Unitarian Universalist Church in Meriden
President’s Column, December 2015
Like many in our congregation I get most from those Sunday services that provoke me to examine my own thinking and assumptions about our complicated world and our place in it. For some time I have wondered what it really means to understand the Unitarian Universalist Church in Meriden as a “faith community.” Mostly I just considered it a semantic handle— just a vocabulary— “worship” is another — that go along with the territory.
The saving grace of an Almighty God and the literal truth of the Bible are elemental examples of faith, right? A swift and easy rejection of these religious “truths” is held in common by most if not all in our congregation. Maybe we are really a community of doubt? So, what are we talking about when we say we are a community of faith?
Think about our UU Principles. Are they so obviously true, so beyond doubt, so self evident, and certain that faith need not be a factor in our adherence to them?
Do you really believe in the “inherent worth and dignity of every person”? Every person? Make a list. A rogues gallery is pretty easy to assemble. Or as Dylan sings “dignity is the first to leave.”
Does the “use of the democratic process” reliably yield the virtuous result? How unsettling have the choices in some elections made you? Do unchecked majorities become tyrannical?

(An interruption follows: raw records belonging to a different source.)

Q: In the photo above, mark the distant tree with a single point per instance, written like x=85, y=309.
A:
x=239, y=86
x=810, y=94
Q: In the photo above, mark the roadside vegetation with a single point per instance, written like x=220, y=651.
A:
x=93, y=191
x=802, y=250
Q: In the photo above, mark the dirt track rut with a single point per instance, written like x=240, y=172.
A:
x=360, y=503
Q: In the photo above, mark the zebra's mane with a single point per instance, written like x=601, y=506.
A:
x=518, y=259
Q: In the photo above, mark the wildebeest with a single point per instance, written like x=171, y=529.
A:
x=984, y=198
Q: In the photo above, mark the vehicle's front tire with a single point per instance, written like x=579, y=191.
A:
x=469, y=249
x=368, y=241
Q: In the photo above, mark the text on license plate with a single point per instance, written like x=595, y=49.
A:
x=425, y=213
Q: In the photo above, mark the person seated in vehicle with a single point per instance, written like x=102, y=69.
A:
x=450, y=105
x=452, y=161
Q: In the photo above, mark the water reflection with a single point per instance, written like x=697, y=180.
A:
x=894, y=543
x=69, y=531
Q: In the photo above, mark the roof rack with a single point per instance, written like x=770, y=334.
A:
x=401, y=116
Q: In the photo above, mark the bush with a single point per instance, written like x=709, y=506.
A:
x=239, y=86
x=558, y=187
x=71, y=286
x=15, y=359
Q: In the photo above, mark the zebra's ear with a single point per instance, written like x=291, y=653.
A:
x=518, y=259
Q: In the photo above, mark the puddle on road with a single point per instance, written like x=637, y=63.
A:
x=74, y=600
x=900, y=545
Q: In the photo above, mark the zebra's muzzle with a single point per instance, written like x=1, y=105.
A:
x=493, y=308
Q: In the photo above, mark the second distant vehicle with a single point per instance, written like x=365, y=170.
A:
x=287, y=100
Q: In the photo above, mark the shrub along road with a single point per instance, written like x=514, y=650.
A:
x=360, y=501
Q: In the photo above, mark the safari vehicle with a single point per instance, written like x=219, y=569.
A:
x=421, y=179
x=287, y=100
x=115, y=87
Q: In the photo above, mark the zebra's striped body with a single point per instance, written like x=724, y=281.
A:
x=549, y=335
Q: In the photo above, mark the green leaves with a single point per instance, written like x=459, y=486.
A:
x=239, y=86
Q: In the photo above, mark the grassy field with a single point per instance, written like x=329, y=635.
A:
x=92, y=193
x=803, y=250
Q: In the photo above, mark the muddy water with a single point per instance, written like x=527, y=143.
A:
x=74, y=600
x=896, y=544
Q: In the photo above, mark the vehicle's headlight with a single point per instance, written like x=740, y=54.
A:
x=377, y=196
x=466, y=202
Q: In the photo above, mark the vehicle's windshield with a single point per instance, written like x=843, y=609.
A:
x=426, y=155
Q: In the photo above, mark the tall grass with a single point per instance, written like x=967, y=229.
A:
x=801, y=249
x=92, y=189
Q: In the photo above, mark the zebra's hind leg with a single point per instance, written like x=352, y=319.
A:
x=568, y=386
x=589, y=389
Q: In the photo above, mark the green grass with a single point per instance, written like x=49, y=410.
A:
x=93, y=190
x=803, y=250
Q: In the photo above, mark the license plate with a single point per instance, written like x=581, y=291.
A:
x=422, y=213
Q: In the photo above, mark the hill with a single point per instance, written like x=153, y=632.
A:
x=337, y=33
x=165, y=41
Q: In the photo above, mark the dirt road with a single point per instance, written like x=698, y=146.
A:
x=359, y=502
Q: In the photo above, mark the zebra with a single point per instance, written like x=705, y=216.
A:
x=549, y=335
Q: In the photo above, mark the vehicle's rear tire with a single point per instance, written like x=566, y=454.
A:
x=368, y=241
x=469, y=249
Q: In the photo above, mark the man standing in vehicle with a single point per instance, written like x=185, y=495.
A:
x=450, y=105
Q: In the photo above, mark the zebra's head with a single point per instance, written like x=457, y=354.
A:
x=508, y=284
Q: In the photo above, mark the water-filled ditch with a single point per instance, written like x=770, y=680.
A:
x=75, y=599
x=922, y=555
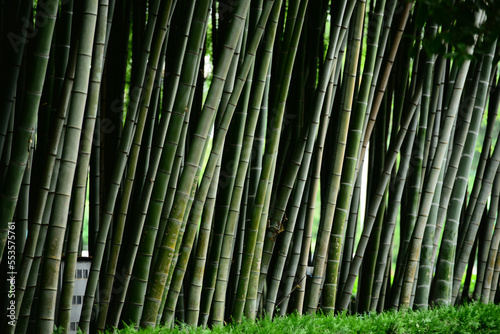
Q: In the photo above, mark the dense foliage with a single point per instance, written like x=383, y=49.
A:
x=229, y=159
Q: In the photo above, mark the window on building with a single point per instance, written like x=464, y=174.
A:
x=73, y=326
x=77, y=300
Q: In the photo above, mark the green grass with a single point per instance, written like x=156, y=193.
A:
x=470, y=318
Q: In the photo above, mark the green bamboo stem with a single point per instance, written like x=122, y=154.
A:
x=426, y=201
x=81, y=173
x=347, y=148
x=59, y=217
x=266, y=175
x=130, y=178
x=11, y=63
x=252, y=302
x=179, y=209
x=330, y=65
x=374, y=205
x=290, y=284
x=387, y=237
x=222, y=246
x=26, y=310
x=482, y=291
x=301, y=156
x=382, y=81
x=127, y=136
x=25, y=129
x=459, y=174
x=464, y=251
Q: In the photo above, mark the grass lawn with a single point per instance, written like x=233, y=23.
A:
x=470, y=318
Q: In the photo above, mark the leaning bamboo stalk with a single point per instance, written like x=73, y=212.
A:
x=464, y=251
x=25, y=129
x=81, y=173
x=347, y=150
x=266, y=175
x=159, y=278
x=376, y=200
x=59, y=217
x=382, y=83
x=426, y=201
x=119, y=168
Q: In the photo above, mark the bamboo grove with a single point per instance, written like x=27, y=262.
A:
x=339, y=156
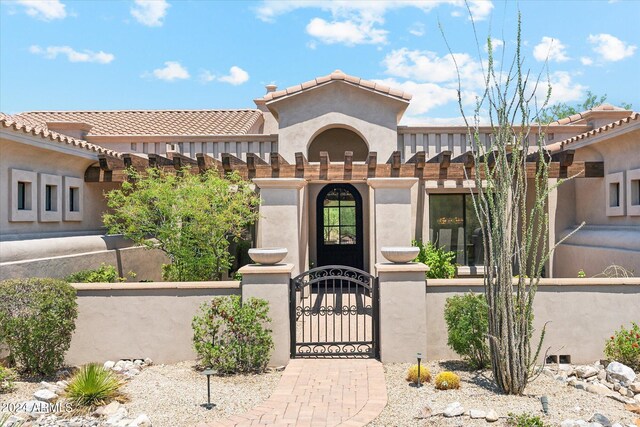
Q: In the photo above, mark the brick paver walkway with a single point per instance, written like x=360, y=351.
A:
x=320, y=392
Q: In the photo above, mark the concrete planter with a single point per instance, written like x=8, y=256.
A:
x=400, y=254
x=267, y=256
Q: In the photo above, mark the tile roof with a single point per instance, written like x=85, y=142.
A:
x=33, y=128
x=339, y=76
x=583, y=115
x=154, y=122
x=627, y=121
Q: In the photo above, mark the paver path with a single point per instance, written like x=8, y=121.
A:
x=320, y=392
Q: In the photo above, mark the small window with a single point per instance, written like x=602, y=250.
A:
x=614, y=194
x=74, y=199
x=22, y=195
x=50, y=198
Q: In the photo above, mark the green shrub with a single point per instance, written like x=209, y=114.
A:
x=92, y=386
x=624, y=346
x=103, y=274
x=467, y=327
x=232, y=337
x=525, y=420
x=447, y=381
x=440, y=262
x=37, y=319
x=412, y=374
x=7, y=378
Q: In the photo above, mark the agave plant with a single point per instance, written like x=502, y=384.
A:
x=93, y=386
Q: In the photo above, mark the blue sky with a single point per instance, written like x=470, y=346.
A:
x=97, y=55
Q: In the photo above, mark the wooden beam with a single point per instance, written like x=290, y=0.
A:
x=395, y=160
x=324, y=160
x=277, y=161
x=348, y=160
x=372, y=160
x=420, y=158
x=301, y=161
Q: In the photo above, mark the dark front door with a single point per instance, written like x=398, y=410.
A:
x=339, y=226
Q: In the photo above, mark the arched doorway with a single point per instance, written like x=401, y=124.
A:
x=336, y=141
x=340, y=226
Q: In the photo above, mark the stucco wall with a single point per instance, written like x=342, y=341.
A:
x=582, y=313
x=126, y=321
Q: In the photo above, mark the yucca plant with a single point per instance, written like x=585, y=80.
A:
x=93, y=386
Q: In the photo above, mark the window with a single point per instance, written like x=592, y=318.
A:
x=74, y=199
x=339, y=218
x=22, y=195
x=453, y=224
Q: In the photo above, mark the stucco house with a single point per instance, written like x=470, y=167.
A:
x=328, y=148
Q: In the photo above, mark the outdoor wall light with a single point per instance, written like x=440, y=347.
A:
x=545, y=404
x=208, y=373
x=419, y=357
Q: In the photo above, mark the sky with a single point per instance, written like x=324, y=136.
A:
x=170, y=54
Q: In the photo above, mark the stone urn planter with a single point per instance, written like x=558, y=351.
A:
x=400, y=254
x=267, y=256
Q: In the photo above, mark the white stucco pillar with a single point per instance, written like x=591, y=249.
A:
x=403, y=311
x=392, y=219
x=283, y=218
x=271, y=283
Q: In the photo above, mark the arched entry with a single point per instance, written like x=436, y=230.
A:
x=340, y=226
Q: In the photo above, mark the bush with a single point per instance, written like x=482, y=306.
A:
x=447, y=381
x=467, y=328
x=232, y=337
x=525, y=420
x=440, y=262
x=7, y=378
x=93, y=386
x=624, y=346
x=103, y=274
x=412, y=374
x=37, y=319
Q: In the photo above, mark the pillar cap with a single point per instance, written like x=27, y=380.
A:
x=266, y=269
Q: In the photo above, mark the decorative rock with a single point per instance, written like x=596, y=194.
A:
x=598, y=389
x=45, y=395
x=477, y=414
x=600, y=419
x=492, y=416
x=141, y=421
x=454, y=409
x=621, y=372
x=586, y=371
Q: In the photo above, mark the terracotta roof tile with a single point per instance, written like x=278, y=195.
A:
x=153, y=122
x=34, y=128
x=338, y=76
x=561, y=145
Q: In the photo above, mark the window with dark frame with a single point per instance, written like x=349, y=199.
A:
x=453, y=225
x=22, y=196
x=74, y=199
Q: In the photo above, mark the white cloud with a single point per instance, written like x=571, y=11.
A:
x=551, y=49
x=150, y=12
x=611, y=48
x=172, y=70
x=346, y=32
x=236, y=76
x=585, y=60
x=46, y=10
x=52, y=52
x=417, y=29
x=358, y=22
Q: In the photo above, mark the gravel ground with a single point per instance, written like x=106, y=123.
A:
x=171, y=395
x=477, y=392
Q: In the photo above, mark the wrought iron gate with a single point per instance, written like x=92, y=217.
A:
x=334, y=313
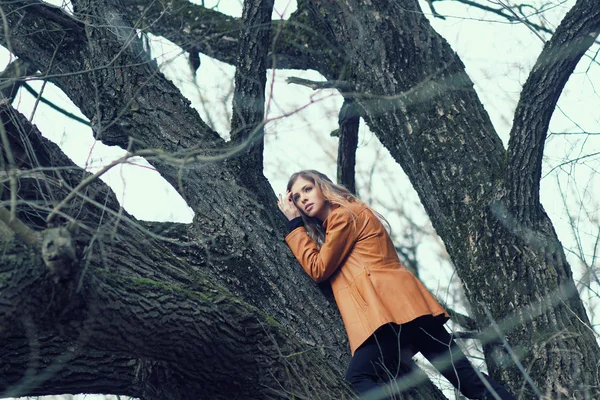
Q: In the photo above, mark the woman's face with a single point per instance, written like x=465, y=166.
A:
x=309, y=199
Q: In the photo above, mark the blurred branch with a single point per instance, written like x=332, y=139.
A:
x=539, y=96
x=349, y=122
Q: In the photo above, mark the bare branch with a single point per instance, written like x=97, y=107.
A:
x=250, y=79
x=540, y=94
x=349, y=122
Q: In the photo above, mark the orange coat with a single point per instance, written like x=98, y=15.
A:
x=370, y=285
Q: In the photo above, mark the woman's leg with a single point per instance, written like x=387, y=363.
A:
x=378, y=360
x=436, y=344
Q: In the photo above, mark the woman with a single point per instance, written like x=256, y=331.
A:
x=388, y=314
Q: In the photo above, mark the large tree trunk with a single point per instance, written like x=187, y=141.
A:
x=155, y=286
x=417, y=98
x=216, y=309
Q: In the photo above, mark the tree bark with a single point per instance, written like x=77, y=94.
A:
x=418, y=100
x=414, y=94
x=348, y=132
x=234, y=242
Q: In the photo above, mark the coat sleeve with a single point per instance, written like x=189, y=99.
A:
x=339, y=241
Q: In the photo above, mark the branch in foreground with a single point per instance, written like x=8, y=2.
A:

The interdependent web of all existence is manifestly certain to us as we enjoy sensuous nature and study ecology or when we experience the pain of our bodies fight with disease and study the cell. Reduce our experiences and studies to the quantum level of reality and the language of certainty becomes positively poetic as we endeavor to understand “indeterminacy” of matter. We label particles not only with “angle” and “spin” but from observed displays of “sympathy” we suggest they may have “moods.” All is connected? Yes, I believe, Schrodinger’s cat, and all that— somehow.
Dignity, democracy, interdependence— why do we try to live by these principles? Because they are true? Or because we have faith that they are true? How many of our deepest convictions are held so tightly because the evidence for them runs even deeper— is unseen? The philosopher Richard Rorty defined a faith moment as the point when “non-circular argumentative recourse” is no longer available as justification. “I believe Christ is my savior because I believe Christ is my savior” or “I believe in equality for all because I believe in equality all” won’t win debate points but believers will hold firm.
UMass Professor of Literature Nicholas Bromell writing recently in the humanities journal Raritan on “faith based politics” challenged secular progressives/religious liberals not to confuse the separation of church and state with the separation of religion and politics. The narrow faith and exclusive politics of fundamentalist conservatives have come to dominate “where liberals fear to tread,” he observed.
This was not always so. Bromell’s essay explores how African American leaders like Frederick Douglass, the Rev. Pauli Murray, and Malcolm X held and promoted their faiths on terms not even close to certainty. Their faith, born out of suffering— unjust suffering— was “shot through with doubt” as they endeavored to both find meaning in and an end to enslavement and racism.
With religious faith as an anchor in struggle these heroic figures came to understand and to change the world. Bromell offers that we may not be as far from this kind of faith experience as we presume. Is our casual approach to faith “rooted in the illusion … that we are more or less in control of our daily lives.”? He thinks so. Then asks hard questions: What is wrong with our public schools? What do banks actually do and why don’t we trust them to do it? Where will our children find employment? Will there be war? We don’t know do we? His fine essay concludes by wondering if this “fantasy of control is the veil that rises between us and the realization that what we actually have is faith?”